Romance movies, the recipe that goes straight to the heart

Who doesn’t love falling in love? Especially when you can do it over and over again, by following actors on screen? We all have seen romance movies, but the simple fact that two people fall in or out of love with each other does not equal a good quality story. Paradoxically, an unoriginal story can be exactly what we want to watch. But then, what is it? Do we love these movies or do we hate them for being predictable?

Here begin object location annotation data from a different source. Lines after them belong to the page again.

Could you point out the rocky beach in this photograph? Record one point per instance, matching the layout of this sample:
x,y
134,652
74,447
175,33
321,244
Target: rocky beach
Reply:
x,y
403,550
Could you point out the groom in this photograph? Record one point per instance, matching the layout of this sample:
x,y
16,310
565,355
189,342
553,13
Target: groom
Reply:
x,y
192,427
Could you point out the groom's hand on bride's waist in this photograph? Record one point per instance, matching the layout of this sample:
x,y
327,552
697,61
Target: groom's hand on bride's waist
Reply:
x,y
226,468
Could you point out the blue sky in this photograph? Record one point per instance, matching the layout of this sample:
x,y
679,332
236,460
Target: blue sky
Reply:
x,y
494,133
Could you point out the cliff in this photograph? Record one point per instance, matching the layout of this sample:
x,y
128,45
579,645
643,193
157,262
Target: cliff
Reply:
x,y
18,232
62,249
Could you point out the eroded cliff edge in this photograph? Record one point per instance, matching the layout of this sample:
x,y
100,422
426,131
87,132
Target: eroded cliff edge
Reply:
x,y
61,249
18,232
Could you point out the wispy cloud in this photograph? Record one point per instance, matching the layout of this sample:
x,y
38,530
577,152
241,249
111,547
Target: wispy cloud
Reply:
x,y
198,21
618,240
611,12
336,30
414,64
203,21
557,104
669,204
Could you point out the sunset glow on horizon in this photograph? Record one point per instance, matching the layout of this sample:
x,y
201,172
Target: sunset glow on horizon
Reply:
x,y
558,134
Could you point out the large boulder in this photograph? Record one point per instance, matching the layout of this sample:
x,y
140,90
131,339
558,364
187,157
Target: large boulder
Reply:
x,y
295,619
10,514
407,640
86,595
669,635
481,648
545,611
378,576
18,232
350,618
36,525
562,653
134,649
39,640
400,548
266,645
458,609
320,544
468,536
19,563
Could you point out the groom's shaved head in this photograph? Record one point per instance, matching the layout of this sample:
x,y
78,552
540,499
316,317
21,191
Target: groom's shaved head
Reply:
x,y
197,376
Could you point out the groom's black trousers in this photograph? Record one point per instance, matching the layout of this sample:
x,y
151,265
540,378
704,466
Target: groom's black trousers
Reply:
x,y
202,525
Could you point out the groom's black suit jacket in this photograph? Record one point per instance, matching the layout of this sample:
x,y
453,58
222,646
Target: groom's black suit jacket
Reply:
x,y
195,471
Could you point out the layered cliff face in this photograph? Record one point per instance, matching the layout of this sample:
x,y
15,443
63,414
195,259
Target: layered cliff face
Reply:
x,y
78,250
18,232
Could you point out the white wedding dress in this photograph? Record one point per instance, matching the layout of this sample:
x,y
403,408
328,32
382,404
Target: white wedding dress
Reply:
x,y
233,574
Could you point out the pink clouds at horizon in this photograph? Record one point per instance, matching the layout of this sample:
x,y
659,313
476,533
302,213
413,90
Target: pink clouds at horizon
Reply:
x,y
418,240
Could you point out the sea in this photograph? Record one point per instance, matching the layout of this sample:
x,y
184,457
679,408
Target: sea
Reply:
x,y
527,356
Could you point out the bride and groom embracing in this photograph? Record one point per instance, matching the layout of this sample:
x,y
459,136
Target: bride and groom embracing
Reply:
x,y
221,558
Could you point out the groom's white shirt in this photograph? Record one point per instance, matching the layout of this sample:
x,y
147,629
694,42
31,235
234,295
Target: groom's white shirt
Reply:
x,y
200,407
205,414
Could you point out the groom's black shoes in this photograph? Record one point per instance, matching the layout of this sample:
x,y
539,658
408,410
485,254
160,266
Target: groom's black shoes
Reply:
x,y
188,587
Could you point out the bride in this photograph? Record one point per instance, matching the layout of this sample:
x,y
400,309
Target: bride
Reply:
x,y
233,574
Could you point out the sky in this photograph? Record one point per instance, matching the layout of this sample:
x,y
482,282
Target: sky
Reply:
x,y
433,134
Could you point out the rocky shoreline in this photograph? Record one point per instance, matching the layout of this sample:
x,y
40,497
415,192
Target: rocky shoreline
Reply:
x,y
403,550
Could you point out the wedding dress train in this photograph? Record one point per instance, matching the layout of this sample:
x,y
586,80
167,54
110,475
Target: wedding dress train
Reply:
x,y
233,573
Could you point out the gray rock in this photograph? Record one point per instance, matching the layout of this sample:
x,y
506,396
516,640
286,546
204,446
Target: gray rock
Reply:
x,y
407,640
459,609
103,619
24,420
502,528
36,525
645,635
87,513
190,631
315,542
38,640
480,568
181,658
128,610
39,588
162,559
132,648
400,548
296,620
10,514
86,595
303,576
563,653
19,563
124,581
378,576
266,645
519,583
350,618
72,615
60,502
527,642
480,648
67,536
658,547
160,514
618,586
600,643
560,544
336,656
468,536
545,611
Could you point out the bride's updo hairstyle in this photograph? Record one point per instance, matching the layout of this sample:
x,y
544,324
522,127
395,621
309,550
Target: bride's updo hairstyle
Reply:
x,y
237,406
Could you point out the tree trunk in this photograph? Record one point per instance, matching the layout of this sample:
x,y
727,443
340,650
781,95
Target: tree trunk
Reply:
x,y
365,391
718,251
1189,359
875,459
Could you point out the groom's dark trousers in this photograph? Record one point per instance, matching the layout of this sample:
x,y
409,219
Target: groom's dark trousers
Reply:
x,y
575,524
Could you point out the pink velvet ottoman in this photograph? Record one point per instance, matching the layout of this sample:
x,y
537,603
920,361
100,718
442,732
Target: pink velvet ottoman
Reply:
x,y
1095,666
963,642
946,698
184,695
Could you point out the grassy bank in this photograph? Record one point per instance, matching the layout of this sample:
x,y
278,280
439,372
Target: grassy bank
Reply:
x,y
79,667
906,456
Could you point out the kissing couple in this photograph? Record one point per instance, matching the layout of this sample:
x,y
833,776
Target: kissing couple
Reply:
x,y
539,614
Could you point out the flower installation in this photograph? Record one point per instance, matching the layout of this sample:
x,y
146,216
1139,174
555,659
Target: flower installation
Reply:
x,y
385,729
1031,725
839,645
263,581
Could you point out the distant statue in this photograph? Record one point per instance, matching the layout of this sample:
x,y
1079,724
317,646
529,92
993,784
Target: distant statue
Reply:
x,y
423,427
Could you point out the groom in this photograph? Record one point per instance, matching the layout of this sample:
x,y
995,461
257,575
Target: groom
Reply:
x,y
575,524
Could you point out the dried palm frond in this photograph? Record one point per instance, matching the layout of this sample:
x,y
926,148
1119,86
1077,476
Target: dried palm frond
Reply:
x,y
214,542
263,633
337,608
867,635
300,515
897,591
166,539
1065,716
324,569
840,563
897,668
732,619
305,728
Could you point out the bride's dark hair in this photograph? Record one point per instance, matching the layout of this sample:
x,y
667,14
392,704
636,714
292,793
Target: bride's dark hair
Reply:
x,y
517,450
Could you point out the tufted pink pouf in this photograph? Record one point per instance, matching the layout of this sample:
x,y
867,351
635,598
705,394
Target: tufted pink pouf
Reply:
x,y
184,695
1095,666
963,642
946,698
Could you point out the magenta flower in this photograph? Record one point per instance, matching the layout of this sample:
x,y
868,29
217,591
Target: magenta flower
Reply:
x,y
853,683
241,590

Let’s get back to the basics. How do you evaluate whether a movie is liked? Obviously, box office revenue… which, in the CMU dataset, is missing for 80% of the movies. Also, using box office revenue as a metric for quality is quite biased: usually when big studios release movies, a lot of people go watch them in theaters, whether they are good or not. A much better quality metric is people’s ratings! Bingo, that’s a measure of love… Isn’t it? For romance movies anyways.

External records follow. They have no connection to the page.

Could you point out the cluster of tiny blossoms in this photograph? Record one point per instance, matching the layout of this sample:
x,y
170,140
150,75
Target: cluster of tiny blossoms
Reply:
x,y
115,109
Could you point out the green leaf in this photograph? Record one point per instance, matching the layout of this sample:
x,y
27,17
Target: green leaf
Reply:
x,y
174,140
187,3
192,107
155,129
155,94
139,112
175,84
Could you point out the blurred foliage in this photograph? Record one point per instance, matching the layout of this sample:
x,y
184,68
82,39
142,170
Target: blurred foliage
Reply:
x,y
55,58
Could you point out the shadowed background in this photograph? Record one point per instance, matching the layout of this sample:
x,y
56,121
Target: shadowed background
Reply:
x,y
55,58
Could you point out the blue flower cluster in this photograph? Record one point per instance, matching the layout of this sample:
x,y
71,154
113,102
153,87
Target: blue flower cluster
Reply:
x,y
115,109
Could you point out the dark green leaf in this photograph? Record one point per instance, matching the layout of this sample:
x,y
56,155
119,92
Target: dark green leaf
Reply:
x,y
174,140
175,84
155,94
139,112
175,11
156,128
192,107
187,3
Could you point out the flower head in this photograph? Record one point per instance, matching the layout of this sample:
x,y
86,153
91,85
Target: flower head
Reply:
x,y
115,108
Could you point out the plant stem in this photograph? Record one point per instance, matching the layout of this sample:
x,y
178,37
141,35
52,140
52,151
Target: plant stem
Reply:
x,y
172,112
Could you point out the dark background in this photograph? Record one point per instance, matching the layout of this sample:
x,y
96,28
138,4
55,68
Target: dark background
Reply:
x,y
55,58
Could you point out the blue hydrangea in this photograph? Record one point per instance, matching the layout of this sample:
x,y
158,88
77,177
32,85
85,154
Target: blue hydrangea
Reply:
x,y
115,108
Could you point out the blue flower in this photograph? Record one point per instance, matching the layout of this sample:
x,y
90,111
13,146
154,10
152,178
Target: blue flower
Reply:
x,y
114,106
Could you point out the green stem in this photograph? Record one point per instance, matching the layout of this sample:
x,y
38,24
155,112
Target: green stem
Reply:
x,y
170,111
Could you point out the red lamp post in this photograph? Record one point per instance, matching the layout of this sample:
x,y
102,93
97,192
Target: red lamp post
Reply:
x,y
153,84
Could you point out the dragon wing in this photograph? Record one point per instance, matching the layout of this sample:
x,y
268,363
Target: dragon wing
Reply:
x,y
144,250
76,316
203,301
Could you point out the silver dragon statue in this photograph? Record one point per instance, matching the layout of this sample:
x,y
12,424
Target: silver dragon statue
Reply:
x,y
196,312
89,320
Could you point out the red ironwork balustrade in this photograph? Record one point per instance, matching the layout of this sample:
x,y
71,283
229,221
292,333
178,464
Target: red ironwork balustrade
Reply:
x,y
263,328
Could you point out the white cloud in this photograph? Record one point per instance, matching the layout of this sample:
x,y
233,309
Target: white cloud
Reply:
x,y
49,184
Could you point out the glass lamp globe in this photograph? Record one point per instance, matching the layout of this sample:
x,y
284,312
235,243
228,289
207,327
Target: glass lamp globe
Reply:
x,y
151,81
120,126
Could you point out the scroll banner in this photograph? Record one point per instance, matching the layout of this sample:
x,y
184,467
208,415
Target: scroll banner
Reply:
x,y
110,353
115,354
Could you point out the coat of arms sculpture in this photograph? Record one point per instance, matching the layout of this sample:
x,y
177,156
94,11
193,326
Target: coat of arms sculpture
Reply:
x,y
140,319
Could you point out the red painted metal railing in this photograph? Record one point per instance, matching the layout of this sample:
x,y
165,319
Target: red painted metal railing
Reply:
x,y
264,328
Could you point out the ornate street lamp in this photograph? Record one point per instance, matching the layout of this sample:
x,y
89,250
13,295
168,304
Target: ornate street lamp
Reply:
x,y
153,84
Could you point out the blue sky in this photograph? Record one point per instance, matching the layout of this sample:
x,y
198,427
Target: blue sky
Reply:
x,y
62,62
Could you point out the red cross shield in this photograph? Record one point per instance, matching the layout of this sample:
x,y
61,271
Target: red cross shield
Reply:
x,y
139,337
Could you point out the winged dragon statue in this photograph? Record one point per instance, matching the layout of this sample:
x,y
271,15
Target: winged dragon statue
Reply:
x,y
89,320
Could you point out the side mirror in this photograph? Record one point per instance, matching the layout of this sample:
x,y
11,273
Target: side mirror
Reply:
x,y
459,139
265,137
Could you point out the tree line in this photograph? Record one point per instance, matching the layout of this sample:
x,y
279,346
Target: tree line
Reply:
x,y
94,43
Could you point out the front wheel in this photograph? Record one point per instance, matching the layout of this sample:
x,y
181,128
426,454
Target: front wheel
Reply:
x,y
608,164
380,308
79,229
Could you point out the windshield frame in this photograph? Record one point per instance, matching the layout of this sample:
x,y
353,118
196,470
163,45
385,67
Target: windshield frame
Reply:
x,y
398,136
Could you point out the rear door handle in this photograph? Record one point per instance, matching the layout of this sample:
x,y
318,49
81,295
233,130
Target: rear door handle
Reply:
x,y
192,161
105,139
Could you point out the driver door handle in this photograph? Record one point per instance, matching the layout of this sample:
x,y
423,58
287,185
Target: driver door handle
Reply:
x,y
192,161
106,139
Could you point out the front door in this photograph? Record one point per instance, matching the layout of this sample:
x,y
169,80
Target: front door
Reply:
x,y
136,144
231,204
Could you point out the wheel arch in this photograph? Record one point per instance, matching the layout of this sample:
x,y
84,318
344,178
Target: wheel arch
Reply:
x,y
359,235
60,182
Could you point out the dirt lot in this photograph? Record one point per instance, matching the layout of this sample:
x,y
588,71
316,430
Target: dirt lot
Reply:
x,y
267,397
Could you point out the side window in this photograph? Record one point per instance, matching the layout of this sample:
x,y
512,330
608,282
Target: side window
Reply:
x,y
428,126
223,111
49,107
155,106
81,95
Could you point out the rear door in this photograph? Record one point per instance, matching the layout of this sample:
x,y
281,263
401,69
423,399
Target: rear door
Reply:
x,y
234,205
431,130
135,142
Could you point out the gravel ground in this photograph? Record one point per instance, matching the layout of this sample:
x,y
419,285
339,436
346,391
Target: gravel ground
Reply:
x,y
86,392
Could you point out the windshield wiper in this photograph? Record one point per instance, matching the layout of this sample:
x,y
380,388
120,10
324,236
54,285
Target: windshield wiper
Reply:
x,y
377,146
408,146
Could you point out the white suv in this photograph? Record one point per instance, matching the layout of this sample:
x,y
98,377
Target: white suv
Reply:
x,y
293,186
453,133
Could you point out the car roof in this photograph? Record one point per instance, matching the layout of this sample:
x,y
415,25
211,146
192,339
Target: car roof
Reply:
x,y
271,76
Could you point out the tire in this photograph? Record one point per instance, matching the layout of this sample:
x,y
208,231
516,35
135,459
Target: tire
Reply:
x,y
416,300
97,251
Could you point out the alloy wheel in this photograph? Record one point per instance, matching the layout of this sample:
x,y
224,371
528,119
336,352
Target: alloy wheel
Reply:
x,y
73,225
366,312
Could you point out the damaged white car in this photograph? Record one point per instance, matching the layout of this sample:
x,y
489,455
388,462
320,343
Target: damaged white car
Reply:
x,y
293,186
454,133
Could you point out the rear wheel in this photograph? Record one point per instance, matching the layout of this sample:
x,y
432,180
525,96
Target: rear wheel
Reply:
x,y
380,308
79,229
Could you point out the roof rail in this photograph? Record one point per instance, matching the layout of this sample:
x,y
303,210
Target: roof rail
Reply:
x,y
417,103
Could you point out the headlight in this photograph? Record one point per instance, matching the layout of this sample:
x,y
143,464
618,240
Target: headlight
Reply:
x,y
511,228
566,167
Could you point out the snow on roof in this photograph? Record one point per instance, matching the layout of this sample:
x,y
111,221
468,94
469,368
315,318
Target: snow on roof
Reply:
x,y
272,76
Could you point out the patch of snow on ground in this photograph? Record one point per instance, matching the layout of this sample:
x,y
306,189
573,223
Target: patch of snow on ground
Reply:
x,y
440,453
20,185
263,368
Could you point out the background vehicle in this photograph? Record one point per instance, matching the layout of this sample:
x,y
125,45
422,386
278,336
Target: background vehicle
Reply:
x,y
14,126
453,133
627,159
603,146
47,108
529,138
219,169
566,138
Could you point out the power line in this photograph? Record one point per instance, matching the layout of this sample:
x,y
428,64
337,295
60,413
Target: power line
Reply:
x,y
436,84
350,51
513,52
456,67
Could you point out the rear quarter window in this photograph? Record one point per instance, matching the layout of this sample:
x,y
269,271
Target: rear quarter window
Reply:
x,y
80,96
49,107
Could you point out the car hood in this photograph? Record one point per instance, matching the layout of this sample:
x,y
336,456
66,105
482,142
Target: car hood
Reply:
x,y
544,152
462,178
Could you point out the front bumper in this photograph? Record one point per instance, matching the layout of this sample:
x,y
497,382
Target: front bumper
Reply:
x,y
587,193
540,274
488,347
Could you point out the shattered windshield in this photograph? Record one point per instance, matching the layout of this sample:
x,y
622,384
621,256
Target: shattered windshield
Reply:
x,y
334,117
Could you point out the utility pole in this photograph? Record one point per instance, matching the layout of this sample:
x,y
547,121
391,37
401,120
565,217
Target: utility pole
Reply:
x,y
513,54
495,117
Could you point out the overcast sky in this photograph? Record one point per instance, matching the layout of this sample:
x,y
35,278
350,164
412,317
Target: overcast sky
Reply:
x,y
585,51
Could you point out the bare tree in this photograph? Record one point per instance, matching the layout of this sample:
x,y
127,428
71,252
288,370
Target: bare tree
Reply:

Take the CMU dataset, add a pinch of IMDB ratings, and you get a dataset with around 8000 romance classified movies, along with their ratings. We are aware that users can only rate movies on IMDB only since 1990, but that might just get us a more modern perspective on the movies that came out before the 1990s.

With all this data, what if we could find magical ingredients that make a good romance movie? How many clichés are necessary, which archetypes make us watch, what recurring actions get us excited to finish the movie? Wouldn’t you like to know? We do! Follow us along, while we try to uncover the secrets to romance by analyzing the plots and the personas individually and as a beautiful blend.

ROMANCE, ROMANCE?

or the preprocessing story

CMU dataset contains information on the movies themselves, some of their characters and the plot summaries. For this study, as mentioned before, we focus on romantic movies as many movies, independent of genre, contain at least one romantic subplot. We can thus use movies containing romance in their genres. But is it enough?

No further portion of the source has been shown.